How often does this happen to you? A customer brings his project car to your auto upholstery shop wanting a full interior restoration, but has blown most of his budget on the body, paint and mechanics. Now, he wants to spend as little as possible for a showroom-quality interior.
Sadly, it often seems that professional auto upholsterers are under-appreciated and under-valued. Ironically, though, car owners spend more time sitting inside the cabins than staring at their vehicles parked in the streets.
Case in point: Joe Jordan, a resident of the U.S. island of Guam, has been winning awards left and right for his overhauled 2004 Nissan 350Z. He attributes the car’s success in part to its beautiful interior, but can’t remember the full name of the shop or upholsterer responsible for the work. Of course he has no problem recalling the names of the shops that did the body and tuning.
The Guam Pacific Daily News reports:
The three people he gives credit to the most for the repairs include Ryan Sulla, from RJ’s Auto; Chris Delfino, from Car Audio Image; and a man he knows only as Ryan, from an upholstery repair shop behind Kmart.
“All credit goes to them,” Jordan says. “I never expected to win a car show. It was beyond a dream but I never planned for that. It was really how good their job was and the people who told me how good of a job they do is how I won the car show. It was a combined effort for them.”
On the inside, the Z’s tan, worn upholstery got an overhaul by Ryan, a low-key upholstery guy who doesn’t even have a credit card machine — or even a last name that Jordan could recall. [more]
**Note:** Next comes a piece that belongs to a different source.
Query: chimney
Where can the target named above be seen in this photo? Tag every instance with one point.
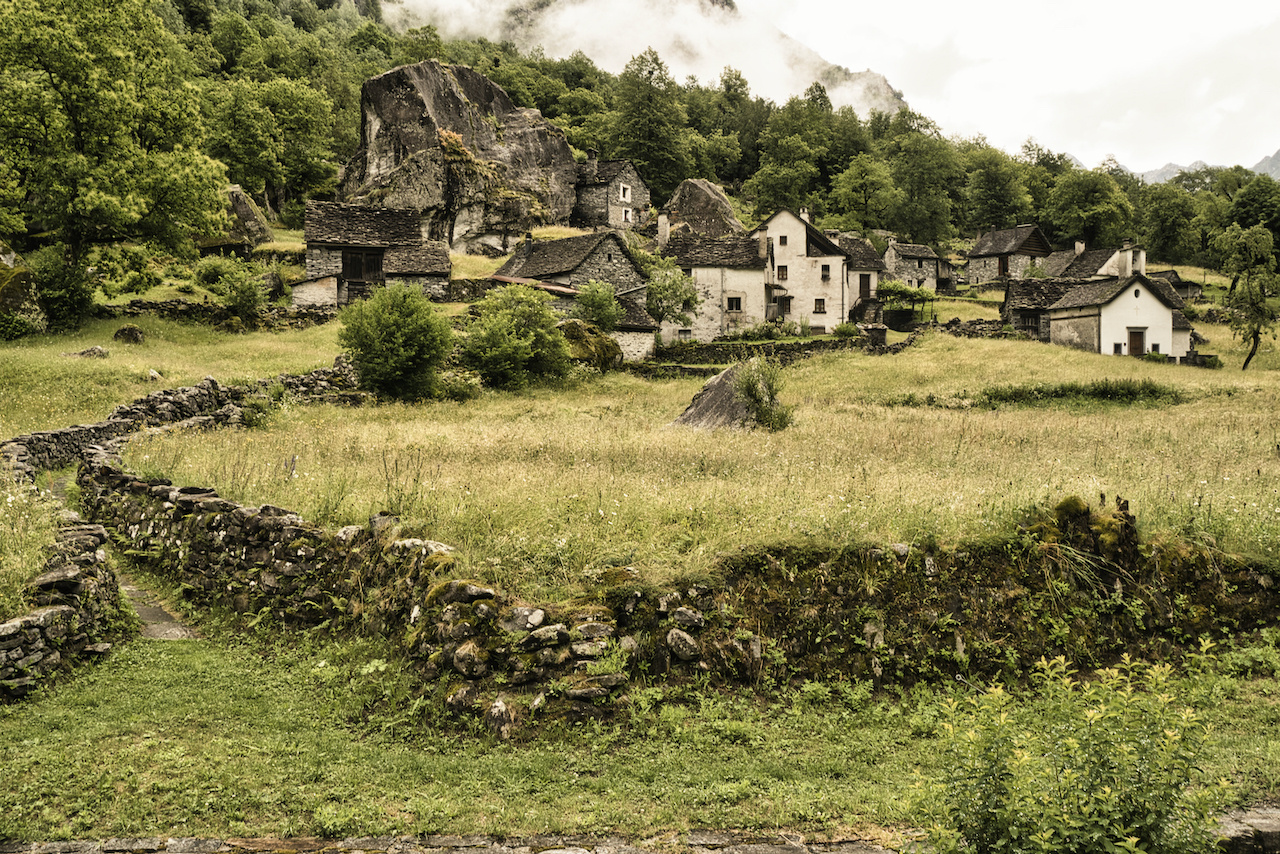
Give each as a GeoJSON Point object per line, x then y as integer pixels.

I don’t know whether to laugh or smash the computer screen. An award-winning car has the power to dramatically boost an upholstery shop’s business – but not if the car’s owner can’t remember the name of the shop where he got the work done.
I’m not saying that the owners of award-winning cars have a duty to promote the shops where they had their work done. But when they can’t recall the name, it feels like a cold, hard smack in the face.
What do you think? Is auto upholstery an under-appreciated craft?